"I certainly hope my star power can bump this hearing all the way up to C SPAN 1," Stephen Colbert quipped this morning as he joined with United Farm Workers officials to testify before a House Judiciary Subcommittee.
His five or so minutes of testimony was laced with humor, but, as my colleague Jon Weisman points out, it was a bit uncomfortable. He actually got his message across, but I wonder if some of the Democrats on the committee are miffed about the joke about them losing their jobs after Nov. 2 as well as a few other digs. And he also declared that he endorses "all Republican policies" without question — and a reminder that he was still in character.
That didn't seem to matter to Rep. Lamar Smith (R-Texas), who took the opportunity to highlight the GOP Pledge to America provision that all lawmakers read the entirety of legislation proposed. He seemed to take Colbert seriously when the Comedy Central host agreed with him.
Colbert's irony will be on full display on Oct. 30 when he leads a rally on the National Mall. But his speaking before Congress is a first for him, after previous efforts to step into politics have been rebuffed. An effort to get on the ballot for South Carolina's presidential primary in 2008 was rejected.
His appearance before the subcommittee came at the invite of Rep. Zoe Lofgren (D-Calif.).
"This is America," Colbert said. "I don't want a tomato picked by a
Mexican. I want it picked by an American, then sliced by a Guatemalan
and served by a Venezuelan in a spa where a Chilean gives me a
The point of his testimony was to share his experiences of working in the fields for the day, part of the UFW's "Take Our Jobs" campaign.

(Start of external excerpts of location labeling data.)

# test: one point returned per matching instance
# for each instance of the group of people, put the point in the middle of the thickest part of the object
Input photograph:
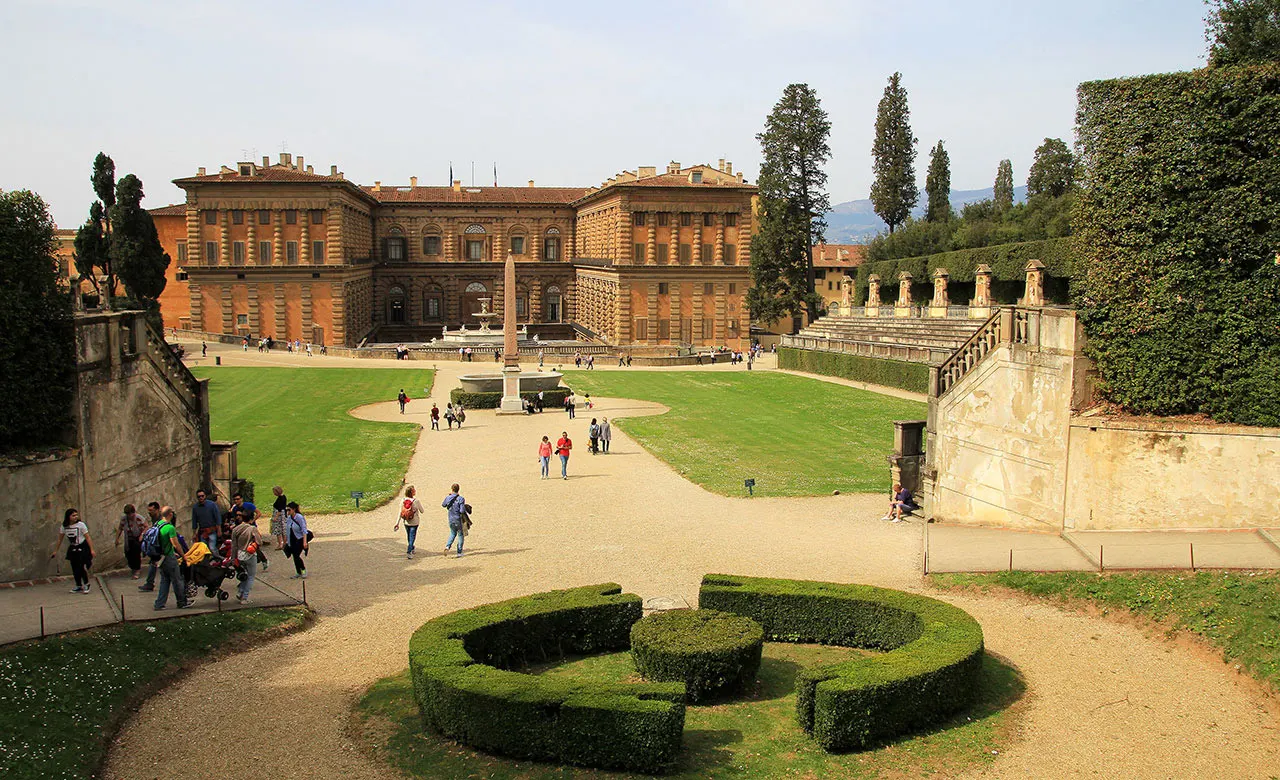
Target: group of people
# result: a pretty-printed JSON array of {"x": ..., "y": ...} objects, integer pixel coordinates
[
  {"x": 458, "y": 519},
  {"x": 229, "y": 536}
]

After that day, Colbert said, "I don't even want to watch 'Green Acres' anymore."
One of the bigger laughs came when he said, "I trust that after hearing my testimony, both sides will work in the best interests of the American people on this issue as you always do."
Lawmakers on the subcommittee, however, were not amused. At the start, Rep. John Conyers (D-Mich.) even asked that he "leave the committee room completely" and just submit his statement. But Lofgren insisted that he stay.
Colbert slipped in and out of sincerity and satire, to the point where it would be difficult for the uninitiated to tell which is which. Some Democrats were wary of the invite, but many are scared of their own shadow these days, and how different is this really from any other celebrity figure who parades a cause before Congress? The UFW got more attention on this than they could have imagined, even if it probably had no impact in swaying lawmakers one way or another.
Most absurdist moment: Colbert defending the fact that he was "packing corn" when he spent his day as a laborer. "I know that term is offensive to some people, because I know that 'corn packer' is a derogatory term for a gay Iowan."
Update: Some reaction: Jonathan Allen of Politico writes, "Amid a high stakes struggle to connect with
voters, House Democrats turned Friday to celebrity comedian Stephen
Colbert to highlight the plight of migrant farm workers. He promptly returned the favor by turning Congress — specifically a
Judiciary subcommittee — into his personal comedy club." A Democratic strategist tells him, "No doubt we just locked up the Comedy Channel
vote. My opinion, we
should forget social satirists. Given Congress' low approval, maybe we
should invite the Glee cast to perform next."
Time's Katy Steinmetz: "When you're suffering from lack of attention—be
you a speed skater in full-body Lycra, a soldier in an unpopular war or a
union leader in an uphill battle—there's one man you definitely want
coming to your aid: Stephen Colbert, the newsman-satirist of Comedy
Central's “The Colbert Report.”"
Nancy Pelosi: "Of course I think it’s appropriate. He's an
American, right? He came before the committee. He has a point of view.
He can bring attention to an important issue like immigration. I think
John Conyers: "I thought he was pretty profound."
One more thought: Who got skewered more: Congress, or celebrity activists?